Yi è un’adolescente di Shangai che sogna di viaggiare fino a raggiungere l’Everest. Un giorno la ragazza scopre sul terrazzo della sua casa una creatura enorme, mai vista prima. Si tratta di uno yeti, scappato da un laboratorio che lo costringeva in cattività e che sogna di tornare nella sua patria, proprio sulle pendici dell’Everest. Avrà inizio, così, un lungo viaggio durante il quale Yi, insieme agli amici Jin e Peng, tenterà di riaccompagnare il suo nuovo amico a casa.

Una storia, quella alla base del film, che ci appare fin da subito molto classica e lineare. Rispetto ad altri lavori del genere, infatti, ciò che cambia è proprio l’ambientazione, l’inserimento del tema del viaggio e, non per ultimo, quello della salvaguardia della natura. Cosa, la presente, assai prevedibile, dal momento che si tratta di uno dei temi più scottanti del momento.

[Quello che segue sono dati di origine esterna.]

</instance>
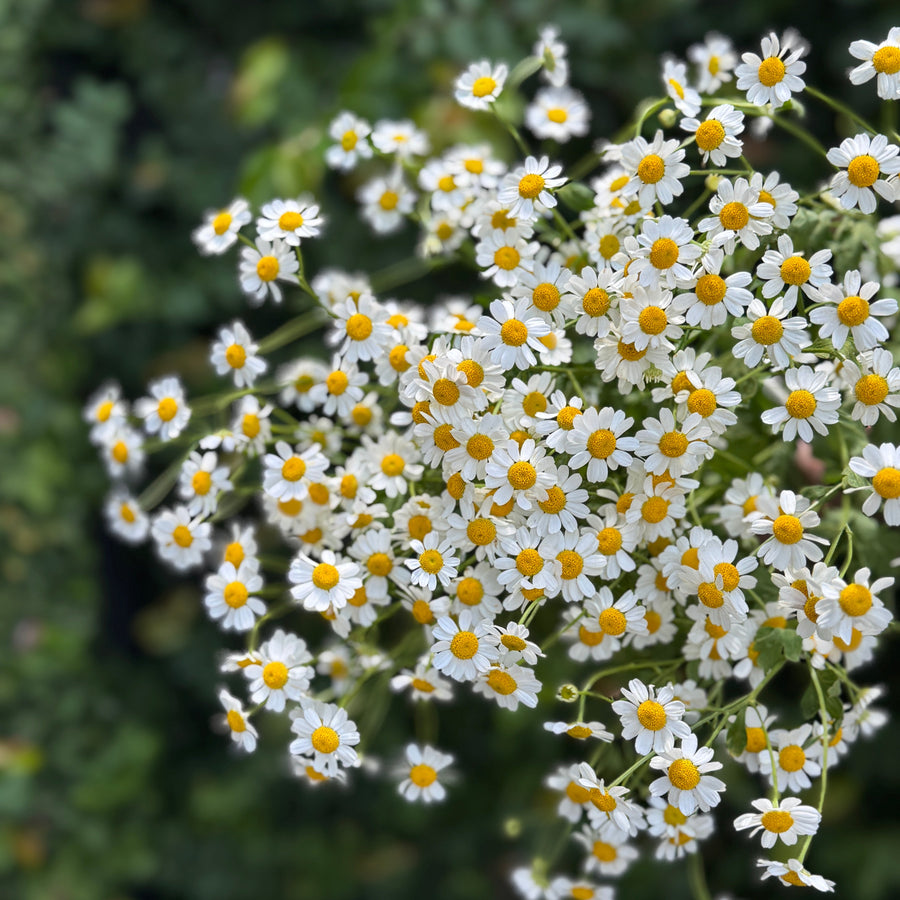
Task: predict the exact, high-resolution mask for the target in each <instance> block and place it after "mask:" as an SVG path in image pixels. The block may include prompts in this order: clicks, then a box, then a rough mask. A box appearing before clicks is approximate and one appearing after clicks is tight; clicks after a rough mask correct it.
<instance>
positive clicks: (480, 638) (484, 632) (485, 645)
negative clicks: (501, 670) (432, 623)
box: [431, 610, 499, 681]
mask: <svg viewBox="0 0 900 900" xmlns="http://www.w3.org/2000/svg"><path fill="white" fill-rule="evenodd" d="M432 634H433V636H434V640H435V643H434V644H433V645H432V647H431V650H432V653H433V654H434V667H435V669H437V670H438V671H439V672H442V673H443V674H444V675H447V676H448V677H450V678H452V679H454V680H455V681H475V679H476V678H478V676H479V675H480V674H483V673H485V672H487V671H488V669H490V667H491V665H492V664H493V663H495V662H496V661H497V657H498V656H499V650H498V649H497V645H498V639H497V635H496V632H495V631H494V629H493V626H492V625H491V623H490V622H488V621H487V620H485V619H482V620H480V621H476V620H475V619H474V617H473V616H472V614H471V613H470V612H469V611H468V610H463V611H462V612H461V613H460V614H459V622H458V623H457V622H454V621H453V619H451V618H450V617H449V616H441V618H440V619H438V622H437V624H436V625H435V626H434V628H433V629H432Z"/></svg>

Eppure, malgrado questa sensazione di già visto, Il piccolo yeti riesce tutto sommato a funzionare.

Rivolgendosi principalmente ad un pubblico di giovanissimi, questo lavoro della Dreamworks si distingue anche per una buona realizzazione grafica (vedi i particolari di ogni singolo personaggio e interessanti effetti visivi nel momento in cui lo yeti dà sfogo ai suoi poteri), oltre a presentare uno script pulito.

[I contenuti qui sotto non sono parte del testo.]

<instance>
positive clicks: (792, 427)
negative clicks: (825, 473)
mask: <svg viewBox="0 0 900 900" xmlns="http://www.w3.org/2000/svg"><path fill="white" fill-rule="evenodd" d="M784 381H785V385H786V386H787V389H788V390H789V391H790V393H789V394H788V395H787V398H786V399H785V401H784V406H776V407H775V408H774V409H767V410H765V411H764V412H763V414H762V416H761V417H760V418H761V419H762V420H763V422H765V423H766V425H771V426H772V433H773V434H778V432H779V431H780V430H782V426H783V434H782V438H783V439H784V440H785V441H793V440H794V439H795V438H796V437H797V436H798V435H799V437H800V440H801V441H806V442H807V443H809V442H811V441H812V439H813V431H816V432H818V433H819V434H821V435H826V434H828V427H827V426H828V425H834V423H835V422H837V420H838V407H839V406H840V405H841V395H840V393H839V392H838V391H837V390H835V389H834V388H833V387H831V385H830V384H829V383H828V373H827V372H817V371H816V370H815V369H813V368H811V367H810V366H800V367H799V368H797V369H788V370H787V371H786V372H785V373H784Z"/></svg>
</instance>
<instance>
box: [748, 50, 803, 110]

In ogni caso, nonostante i temi trattati e il bel rapporto d’amicizia messo in scena, Il piccolo yeti non riesce a distinguersi dalla miriade di prodotti d’animazione analoghi finora realizzati. Il rischio principale è che finisca molto presto nel dimenticatoio. Perfino per quanto riguarda gli spettatori più piccoli, che, tutto sommato, riusciranno in qualche modo ad apprezzarlo.